子供たちにこの「ひみつ」を見つけさせ、文末表現について新たな気付きを生み出せるようにします。「ひみつ」を見つけることは、楽しい学習活動になります。
板書を活用した授業の進め方(2/8時間目)
1 本時のめあてを確かめる
本時のめあて「感想を交流して、学習かだいを作り、学習の見通しをもつ。」を板書します。
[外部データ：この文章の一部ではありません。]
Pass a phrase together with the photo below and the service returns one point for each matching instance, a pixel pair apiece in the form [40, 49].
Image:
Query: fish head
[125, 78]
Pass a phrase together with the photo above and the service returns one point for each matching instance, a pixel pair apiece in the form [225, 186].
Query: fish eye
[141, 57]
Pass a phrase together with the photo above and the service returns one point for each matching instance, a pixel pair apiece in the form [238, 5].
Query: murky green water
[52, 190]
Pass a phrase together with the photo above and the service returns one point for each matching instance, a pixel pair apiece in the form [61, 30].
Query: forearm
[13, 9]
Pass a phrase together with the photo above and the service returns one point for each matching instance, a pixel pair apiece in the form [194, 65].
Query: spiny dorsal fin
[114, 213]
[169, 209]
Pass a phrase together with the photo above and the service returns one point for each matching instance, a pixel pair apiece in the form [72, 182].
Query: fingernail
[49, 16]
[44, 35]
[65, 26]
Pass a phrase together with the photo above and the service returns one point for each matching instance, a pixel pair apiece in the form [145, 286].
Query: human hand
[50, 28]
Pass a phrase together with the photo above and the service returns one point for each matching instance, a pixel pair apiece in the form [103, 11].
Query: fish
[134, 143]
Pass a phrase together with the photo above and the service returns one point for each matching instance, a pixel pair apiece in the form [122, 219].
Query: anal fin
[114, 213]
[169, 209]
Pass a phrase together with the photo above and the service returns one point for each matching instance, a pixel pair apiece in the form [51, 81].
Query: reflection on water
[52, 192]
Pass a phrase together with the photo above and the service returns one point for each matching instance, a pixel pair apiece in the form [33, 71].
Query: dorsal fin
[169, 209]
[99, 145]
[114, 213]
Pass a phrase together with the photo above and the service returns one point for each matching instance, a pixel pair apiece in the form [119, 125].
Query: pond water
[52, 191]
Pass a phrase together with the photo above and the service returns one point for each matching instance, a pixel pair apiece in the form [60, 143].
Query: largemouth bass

2 教師は、表の枠組みを板書し、子供たちは、自分の感想を分類する
表の枠組みを作成し、縦軸に項目を書きます。項目の詳細は、次の通りです。
子供たちには、自分の感想が、どの段落のどの内容のものか、自分の感想の付箋を分類させます。そして、付箋に段落番号と感想の種類記号(?、!、)を書かせます。
3 表の2段目、3段目、1段目の順に、各欄を作成する
表の枠組みができたところで、2段目に段落番号のカードを貼ります。
3段目は、子供たちと各段落の最初の文の文頭を確かめ、板書します。段落1には、「問いの文」があったこと、段落9には、「このように」という言葉を使って、問いの答えが書かれていたことを確かめ、それぞれ、(問いの文)(このように)と黄色チョークで板書します。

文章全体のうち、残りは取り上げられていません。